Depuis quelques jours, on assiste à un bras de fer entre des actionnaires individuels qui se sont ligués contre des grands fonds d'investissement à Wall Street. Nicolas Barré fait le point sur une question d'actualité économique.
C'est la folle histoire qui agite Wall Street depuis quelques jours : le bras de fer entre des actionnaires individuels qui se sont ligués contre des grands fonds d'investissement.
Cette meute d'actionnaires individuels a fait mordre la poussière à l'un des grands fonds de Wall Street, Melvin Capital, qui a perdu d'un coup plusieurs milliards de dollars. Et il n'est pas le seul. C'est la revanche des petits contre les grands. Tout a commencé en fait sur Reddit, le réseau social, où ces petits actionnaires individuels ont décidé de lancer une attaque coordonnée contre des grands fonds spéculatifs de Wall Street. Pourquoi ? Parce qu'ils avaient repéré que ces fonds n'arrêtaient pas de vendre à découvert des actions de GameStop, qui est un distributeur de jeux vidéo en mauvaise santé mais dont ils ont décidé de prendre la défense. La vente à découvert est une pratique courante de ces grands fonds spéculatifs. Par exemple, on vous vend des actions GameStop à 18 dollars que vous n’avez pas sur le moment mais que vous empruntez, en faisant le pari que vous pourrez les acheter plus tard à 15 dollars, et donc empocher la différence.
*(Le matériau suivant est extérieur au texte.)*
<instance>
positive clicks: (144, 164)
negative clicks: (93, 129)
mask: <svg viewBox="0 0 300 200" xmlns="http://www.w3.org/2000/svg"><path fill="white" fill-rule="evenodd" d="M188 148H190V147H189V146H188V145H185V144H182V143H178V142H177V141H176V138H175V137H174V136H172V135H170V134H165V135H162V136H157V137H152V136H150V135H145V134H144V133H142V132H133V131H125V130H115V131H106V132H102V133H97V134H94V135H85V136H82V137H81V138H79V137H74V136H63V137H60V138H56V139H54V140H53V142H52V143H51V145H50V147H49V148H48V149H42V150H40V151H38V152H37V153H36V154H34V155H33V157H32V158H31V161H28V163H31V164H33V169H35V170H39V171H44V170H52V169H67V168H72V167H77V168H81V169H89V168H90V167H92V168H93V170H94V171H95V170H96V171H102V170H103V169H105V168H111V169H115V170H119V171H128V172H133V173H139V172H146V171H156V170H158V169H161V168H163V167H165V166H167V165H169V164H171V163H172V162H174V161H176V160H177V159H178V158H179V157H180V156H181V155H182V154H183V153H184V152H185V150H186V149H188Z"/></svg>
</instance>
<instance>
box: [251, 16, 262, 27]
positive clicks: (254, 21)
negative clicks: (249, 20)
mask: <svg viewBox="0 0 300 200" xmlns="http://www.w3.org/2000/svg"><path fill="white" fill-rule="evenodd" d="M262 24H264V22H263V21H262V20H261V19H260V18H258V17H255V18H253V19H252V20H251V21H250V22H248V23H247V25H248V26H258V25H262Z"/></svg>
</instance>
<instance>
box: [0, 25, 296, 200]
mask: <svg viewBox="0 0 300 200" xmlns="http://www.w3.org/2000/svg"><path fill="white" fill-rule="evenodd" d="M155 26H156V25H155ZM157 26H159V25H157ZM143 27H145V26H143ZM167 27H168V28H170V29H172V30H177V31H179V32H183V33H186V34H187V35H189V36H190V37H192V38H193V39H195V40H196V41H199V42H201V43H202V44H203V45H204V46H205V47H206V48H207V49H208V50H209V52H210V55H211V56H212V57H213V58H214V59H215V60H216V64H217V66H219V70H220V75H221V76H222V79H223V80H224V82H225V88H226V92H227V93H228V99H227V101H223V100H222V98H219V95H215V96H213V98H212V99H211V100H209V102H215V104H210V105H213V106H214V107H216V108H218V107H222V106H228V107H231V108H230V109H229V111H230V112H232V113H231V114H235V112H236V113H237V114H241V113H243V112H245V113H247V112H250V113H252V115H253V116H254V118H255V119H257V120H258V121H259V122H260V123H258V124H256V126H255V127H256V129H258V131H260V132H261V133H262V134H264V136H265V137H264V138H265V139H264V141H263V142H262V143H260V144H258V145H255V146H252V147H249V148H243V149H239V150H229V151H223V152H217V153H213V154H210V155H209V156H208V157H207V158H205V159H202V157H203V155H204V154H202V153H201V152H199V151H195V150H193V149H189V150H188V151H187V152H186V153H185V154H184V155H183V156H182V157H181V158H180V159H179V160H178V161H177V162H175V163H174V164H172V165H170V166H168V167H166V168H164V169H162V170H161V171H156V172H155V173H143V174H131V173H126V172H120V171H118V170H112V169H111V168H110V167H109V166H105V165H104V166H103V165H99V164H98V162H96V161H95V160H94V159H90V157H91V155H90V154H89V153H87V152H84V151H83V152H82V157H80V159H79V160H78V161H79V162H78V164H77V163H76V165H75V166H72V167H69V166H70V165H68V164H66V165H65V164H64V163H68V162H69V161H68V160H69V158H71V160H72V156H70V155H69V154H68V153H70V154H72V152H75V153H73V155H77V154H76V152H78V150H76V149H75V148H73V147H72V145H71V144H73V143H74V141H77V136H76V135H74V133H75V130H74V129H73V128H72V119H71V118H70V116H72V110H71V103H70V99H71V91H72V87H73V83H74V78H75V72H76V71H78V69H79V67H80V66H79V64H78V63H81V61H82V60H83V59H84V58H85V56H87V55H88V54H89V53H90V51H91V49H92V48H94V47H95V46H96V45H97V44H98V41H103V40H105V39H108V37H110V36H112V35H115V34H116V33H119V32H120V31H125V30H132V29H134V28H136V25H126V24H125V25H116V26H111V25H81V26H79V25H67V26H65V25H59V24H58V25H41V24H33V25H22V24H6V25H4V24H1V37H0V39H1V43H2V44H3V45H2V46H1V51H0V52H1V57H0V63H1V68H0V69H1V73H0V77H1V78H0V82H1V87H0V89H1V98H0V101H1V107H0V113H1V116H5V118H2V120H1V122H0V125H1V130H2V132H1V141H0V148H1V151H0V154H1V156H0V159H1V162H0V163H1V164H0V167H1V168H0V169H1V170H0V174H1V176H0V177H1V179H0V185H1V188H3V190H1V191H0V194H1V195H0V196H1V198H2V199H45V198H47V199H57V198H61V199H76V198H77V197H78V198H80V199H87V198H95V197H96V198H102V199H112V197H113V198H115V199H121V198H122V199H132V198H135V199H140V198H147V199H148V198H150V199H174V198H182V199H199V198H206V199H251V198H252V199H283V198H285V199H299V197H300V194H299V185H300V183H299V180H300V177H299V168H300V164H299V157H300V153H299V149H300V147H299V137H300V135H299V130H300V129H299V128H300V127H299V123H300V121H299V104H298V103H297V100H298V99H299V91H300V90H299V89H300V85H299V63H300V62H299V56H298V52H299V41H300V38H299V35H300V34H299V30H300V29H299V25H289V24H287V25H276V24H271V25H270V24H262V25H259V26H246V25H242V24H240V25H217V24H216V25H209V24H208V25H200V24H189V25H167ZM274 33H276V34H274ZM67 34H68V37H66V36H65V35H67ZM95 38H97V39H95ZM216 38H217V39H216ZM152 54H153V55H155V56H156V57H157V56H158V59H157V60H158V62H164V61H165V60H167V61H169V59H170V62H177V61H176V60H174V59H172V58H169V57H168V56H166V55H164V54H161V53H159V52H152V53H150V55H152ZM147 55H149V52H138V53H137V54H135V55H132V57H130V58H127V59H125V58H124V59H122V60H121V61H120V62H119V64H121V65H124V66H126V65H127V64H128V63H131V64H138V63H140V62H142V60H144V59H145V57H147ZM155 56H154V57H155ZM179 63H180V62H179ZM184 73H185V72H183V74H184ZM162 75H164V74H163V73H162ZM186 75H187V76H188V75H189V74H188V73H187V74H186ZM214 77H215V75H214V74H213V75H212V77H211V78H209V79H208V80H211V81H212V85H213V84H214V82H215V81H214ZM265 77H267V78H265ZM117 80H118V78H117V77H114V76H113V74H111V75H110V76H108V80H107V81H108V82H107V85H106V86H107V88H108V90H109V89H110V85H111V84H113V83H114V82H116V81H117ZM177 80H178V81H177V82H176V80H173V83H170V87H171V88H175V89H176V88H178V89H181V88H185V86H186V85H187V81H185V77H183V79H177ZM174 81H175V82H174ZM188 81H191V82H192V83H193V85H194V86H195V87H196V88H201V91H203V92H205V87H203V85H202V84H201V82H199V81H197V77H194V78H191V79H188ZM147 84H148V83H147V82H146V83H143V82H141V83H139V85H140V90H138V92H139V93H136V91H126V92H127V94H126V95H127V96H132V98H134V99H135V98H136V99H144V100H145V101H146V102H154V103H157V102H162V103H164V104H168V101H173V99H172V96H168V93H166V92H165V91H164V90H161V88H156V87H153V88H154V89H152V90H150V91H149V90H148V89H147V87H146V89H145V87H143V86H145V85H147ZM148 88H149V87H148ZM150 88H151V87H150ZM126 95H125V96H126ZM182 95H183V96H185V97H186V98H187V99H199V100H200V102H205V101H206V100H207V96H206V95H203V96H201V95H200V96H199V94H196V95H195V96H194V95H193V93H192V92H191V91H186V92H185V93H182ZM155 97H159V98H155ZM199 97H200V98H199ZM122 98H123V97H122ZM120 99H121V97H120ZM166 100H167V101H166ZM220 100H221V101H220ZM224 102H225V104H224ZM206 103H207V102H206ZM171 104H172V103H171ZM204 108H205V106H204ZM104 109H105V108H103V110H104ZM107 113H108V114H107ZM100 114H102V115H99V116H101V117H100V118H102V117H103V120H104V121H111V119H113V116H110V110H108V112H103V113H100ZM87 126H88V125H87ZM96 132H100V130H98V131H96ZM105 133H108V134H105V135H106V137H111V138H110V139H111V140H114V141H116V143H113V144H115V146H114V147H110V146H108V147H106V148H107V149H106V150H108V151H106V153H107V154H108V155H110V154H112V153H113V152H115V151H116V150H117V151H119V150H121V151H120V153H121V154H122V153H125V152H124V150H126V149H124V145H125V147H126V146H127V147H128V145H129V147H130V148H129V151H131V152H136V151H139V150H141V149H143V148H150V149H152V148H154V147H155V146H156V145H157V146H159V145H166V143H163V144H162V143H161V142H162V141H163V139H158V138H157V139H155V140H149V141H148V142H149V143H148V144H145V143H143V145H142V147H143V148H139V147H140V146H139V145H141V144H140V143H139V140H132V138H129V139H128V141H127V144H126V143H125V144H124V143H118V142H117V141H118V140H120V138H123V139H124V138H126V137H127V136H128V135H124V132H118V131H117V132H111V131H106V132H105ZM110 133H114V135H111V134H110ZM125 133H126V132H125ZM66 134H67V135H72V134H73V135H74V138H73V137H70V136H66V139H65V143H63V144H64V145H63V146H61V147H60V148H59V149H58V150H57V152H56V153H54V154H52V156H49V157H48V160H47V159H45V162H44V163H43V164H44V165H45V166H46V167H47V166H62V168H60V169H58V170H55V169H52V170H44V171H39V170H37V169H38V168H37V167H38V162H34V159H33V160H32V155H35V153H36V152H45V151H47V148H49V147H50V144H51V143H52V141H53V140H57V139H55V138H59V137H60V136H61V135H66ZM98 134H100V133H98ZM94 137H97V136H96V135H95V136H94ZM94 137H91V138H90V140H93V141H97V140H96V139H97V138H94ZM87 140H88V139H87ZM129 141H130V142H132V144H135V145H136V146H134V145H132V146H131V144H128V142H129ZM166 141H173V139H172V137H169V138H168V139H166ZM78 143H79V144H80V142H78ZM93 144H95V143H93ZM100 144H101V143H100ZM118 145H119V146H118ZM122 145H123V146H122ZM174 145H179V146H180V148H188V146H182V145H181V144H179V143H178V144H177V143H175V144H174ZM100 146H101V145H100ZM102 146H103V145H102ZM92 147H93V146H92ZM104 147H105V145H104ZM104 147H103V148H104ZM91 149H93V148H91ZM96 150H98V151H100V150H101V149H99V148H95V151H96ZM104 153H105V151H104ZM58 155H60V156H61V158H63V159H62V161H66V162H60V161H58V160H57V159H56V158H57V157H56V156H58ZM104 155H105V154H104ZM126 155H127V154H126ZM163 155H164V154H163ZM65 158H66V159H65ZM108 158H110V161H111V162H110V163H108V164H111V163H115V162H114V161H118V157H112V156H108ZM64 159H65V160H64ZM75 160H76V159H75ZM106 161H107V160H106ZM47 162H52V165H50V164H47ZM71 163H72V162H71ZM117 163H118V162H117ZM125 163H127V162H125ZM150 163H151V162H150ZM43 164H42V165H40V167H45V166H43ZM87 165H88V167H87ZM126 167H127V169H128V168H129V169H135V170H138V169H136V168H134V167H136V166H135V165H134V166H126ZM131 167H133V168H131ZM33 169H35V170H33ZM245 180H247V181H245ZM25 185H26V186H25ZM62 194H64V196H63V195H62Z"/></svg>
C’est cette mécanique que ces petits actionnaires sont venus enrayer ?
Et voilà ! Ils se sont passés le mot sur WallStreetBets, un forum sur Reddit qui compte plusieurs millions d'inscrits. Ils se sont tous mis à acheter ensemble ces actions pour faire flamber les cours : l'action GameStop avait commencé l'année à 18 dollars s'est envolée à 483 dollars en fin de semaine dernière ! Résultat, ces grandes firmes de Wall Street qui avaient parié à la baisse ont été squeezées et ont perdu des fortunes, on parle d'une vingtaine de milliards de dollars ! Ça a tellement bien marché que ces actionnaires qui agissent en meute se sentent pousser des ailes. Il y a un petit côté libertaire là-dedans, un côté revanche des petits porteurs, qui s'étaient fait rincer en 2008, contre les grands fonds de Wall Street. Allez faire un tour sur Reddit pour voir les messages qui s'échangent : c'est festif, vengeur, avec beaucoup de mots en F***, F-words, comme on dit en anglais, pour montrer qu'ils les ont bien eu, ces géants de Wall Street qui se croient tous puissants et qui s'en mettent plein les poches.
Les prédateurs sont devenus des proies.
Ces particuliers qui sont montés au front se voient comme des justiciers. Ils traquent de nouvelles cibles, toujours pareil : des actions qui ont été vendues à découvert par les grandes firmes de Wall Street. Comme Nokia, Blackberry ou même des sociétés françaises comme Unibail-Rodamco. Bref, il faut compter avec eux. Ce qui change tout, c'est la puissance des réseaux sociaux : quand des millions de petits porteurs se passent le mot, ça peut faire complètement décaler les cours, au-delà de toute raison. Mais la raison n'est pas la chose la mieux partagée sur les réseaux sociaux.